15. 15. A method of assessing the performance of a functional part of a vehicle during a wading event, the method comprising simulating the wading event according to the method of any one of Claims 1 to 13; obtaining transient pressure data from the simulation of the wading vehicle; modelling the effects of the transient pressure data on the functional part; determining loading data on the functional part from the transient pressure modelling; and assessing the performance of the functional part from the determined loading data.
16. 16. A method as claimed in Claim 15, wherein assessing the performance of the functional part comprises comparing the performance of the assessed functional part with previously assessed functional part designs.
17. 17. A method as claimed in Claim 16, comprising assessing the performance of the functional part against predefined failure modes of the functional part.
18. 18. A method as claimed in any one of Claims 15 to 17, wherein assessing the performance of the functional part comprises comparing the determined loading data with physical testing data.

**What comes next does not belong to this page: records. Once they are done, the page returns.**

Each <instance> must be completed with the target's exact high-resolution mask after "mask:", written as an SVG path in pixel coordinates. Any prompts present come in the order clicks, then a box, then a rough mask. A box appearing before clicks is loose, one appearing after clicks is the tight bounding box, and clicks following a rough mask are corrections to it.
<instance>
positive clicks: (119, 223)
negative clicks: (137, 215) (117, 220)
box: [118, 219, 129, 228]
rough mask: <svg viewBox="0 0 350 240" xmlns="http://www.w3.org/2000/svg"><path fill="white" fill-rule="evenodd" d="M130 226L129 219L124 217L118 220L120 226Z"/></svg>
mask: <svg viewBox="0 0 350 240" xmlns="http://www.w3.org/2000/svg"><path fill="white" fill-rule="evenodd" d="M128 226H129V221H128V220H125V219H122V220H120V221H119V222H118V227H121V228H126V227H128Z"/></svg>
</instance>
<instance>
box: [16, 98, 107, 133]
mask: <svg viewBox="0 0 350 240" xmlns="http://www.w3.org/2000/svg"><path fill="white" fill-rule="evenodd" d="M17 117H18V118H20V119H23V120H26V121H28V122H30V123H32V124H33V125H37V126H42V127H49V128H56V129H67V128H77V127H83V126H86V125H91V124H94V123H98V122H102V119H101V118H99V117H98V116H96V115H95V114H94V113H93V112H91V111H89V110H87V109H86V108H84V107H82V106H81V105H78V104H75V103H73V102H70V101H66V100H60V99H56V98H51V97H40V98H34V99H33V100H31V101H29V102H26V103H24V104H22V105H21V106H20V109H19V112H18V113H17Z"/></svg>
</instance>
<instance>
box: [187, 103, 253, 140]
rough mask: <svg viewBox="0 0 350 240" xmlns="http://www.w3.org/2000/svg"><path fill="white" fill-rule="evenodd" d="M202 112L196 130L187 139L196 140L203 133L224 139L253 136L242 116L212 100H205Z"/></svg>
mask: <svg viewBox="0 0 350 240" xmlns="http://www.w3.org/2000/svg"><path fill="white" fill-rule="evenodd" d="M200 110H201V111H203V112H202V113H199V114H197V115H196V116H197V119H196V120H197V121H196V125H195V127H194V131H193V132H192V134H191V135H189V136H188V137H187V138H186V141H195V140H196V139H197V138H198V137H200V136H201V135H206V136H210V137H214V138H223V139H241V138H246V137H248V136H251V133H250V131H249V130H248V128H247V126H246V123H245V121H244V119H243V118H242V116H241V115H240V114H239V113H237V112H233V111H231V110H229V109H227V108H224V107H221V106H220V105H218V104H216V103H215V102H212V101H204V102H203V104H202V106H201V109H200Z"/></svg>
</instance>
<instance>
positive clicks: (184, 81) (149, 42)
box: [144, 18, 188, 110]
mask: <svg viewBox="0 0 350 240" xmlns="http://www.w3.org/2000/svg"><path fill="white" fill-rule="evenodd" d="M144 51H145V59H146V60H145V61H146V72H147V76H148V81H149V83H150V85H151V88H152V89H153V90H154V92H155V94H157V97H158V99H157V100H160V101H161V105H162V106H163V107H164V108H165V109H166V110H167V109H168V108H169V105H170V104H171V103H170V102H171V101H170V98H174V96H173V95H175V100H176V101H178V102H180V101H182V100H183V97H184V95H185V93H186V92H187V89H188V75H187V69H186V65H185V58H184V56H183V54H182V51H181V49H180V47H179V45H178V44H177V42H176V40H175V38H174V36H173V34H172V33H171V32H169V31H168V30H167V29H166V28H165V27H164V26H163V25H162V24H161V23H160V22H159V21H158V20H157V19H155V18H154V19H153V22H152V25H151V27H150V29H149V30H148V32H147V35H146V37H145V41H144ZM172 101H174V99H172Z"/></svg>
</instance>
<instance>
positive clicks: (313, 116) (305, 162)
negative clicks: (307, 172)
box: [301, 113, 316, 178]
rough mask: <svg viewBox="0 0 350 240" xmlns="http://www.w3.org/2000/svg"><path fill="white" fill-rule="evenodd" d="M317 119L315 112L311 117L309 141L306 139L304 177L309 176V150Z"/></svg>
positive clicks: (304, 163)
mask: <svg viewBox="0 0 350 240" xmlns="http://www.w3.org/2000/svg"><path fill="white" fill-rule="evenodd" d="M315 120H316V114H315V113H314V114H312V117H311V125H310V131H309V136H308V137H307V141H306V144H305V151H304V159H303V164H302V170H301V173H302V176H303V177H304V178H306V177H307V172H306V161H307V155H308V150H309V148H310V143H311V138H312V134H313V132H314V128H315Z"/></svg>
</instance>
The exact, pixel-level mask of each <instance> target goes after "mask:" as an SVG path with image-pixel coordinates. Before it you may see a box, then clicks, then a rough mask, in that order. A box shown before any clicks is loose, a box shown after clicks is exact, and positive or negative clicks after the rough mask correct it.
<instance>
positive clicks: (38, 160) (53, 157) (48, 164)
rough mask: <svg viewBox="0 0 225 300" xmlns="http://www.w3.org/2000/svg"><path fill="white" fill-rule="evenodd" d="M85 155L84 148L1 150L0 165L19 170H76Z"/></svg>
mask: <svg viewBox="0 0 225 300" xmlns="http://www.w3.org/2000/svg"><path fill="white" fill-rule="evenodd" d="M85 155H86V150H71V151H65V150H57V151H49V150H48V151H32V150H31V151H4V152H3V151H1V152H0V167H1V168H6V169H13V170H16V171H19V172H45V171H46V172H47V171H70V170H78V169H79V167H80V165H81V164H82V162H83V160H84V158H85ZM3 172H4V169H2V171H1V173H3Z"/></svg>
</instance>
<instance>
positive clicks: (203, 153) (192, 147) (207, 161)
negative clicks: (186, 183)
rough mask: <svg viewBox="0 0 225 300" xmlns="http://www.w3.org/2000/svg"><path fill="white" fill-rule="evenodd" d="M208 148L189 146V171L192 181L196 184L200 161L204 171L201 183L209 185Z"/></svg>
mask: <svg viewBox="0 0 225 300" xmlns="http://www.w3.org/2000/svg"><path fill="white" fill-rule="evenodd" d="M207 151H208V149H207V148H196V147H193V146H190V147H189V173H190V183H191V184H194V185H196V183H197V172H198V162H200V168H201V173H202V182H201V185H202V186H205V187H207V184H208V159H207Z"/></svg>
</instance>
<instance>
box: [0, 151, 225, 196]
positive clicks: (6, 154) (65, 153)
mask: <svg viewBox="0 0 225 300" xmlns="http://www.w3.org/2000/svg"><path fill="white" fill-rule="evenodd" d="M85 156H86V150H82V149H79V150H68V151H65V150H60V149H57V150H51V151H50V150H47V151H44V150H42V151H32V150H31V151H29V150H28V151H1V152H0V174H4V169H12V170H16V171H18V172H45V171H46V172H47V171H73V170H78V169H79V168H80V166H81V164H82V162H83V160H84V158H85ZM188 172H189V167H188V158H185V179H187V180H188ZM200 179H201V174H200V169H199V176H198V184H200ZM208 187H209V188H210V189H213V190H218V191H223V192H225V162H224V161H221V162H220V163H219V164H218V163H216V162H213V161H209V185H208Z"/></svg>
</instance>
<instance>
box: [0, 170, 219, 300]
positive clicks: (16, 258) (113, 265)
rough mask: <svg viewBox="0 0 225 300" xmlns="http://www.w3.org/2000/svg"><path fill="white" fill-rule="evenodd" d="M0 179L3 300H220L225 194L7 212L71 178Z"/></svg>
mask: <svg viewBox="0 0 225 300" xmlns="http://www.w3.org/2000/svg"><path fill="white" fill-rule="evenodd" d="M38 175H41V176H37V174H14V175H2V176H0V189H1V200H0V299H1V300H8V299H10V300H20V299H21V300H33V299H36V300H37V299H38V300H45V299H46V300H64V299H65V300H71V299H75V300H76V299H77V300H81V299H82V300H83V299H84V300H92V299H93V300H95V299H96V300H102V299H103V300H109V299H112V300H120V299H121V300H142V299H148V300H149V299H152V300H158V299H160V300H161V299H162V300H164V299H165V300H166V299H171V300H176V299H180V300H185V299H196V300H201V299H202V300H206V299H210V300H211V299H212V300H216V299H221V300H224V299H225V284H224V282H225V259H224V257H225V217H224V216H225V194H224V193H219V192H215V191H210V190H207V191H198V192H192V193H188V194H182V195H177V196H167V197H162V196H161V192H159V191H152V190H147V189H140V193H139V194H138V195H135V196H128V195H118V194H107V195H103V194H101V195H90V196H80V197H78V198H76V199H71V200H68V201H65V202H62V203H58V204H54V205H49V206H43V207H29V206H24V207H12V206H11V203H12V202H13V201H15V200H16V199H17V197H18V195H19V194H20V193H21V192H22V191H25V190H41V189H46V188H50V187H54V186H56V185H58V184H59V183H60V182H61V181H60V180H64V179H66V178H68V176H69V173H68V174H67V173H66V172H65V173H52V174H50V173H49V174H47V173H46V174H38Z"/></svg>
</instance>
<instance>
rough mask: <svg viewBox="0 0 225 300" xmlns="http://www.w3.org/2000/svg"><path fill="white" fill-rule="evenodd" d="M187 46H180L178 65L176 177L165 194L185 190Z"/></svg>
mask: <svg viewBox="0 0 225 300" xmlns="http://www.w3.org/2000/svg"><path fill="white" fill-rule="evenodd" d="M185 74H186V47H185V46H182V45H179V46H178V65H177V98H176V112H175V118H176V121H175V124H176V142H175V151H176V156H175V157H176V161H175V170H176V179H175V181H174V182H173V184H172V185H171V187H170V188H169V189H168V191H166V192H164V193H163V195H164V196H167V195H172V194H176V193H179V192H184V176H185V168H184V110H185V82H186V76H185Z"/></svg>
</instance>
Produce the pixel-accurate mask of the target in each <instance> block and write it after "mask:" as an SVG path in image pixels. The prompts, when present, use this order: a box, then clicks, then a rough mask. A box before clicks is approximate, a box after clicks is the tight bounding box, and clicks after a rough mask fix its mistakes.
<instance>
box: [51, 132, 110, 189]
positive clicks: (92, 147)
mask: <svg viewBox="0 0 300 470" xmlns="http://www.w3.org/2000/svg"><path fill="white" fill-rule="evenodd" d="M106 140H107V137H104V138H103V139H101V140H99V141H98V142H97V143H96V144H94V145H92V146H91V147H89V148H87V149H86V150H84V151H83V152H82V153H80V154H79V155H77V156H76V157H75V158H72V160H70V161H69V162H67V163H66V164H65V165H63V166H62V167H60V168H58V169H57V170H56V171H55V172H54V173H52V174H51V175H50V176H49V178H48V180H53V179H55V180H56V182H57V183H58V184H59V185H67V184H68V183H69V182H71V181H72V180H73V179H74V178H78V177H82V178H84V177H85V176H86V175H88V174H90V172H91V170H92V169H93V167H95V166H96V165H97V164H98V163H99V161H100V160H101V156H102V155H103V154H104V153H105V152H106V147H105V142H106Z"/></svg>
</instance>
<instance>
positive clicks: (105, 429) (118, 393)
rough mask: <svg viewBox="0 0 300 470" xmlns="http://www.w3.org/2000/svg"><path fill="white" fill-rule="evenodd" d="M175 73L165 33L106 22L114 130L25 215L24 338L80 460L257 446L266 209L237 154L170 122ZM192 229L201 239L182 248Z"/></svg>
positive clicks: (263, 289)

19. 19. A method as claimed in any one of Claims 15 to 18, wherein modelling the surface of the vehicle comprises stitching gaps in the surface of the vehicle to create a water tight assembly.
20. 20. A system for assessing the performance of a functional part of a vehicle during a wading event, the system comprising: an input arranged to receive data relating to a vehicle and a trough region to be waded by the vehicle; a processor arranged to: simulate the wading event according to the system of Claim 14; obtain transient pressure data from the simulation of the wading vehicle; model the effects of the transient pressure data on the functional part; determine loading data on the functional part from the transient pressure modelling; and assess the performance of the functional part from the determined loading data; and an output arranged to output a performance indication for the functional part.
21. 21. A computer program product comprising computer readable code for controlling a computing device to carry out the method of any one of Claims 1 to 13 or 15 to 19.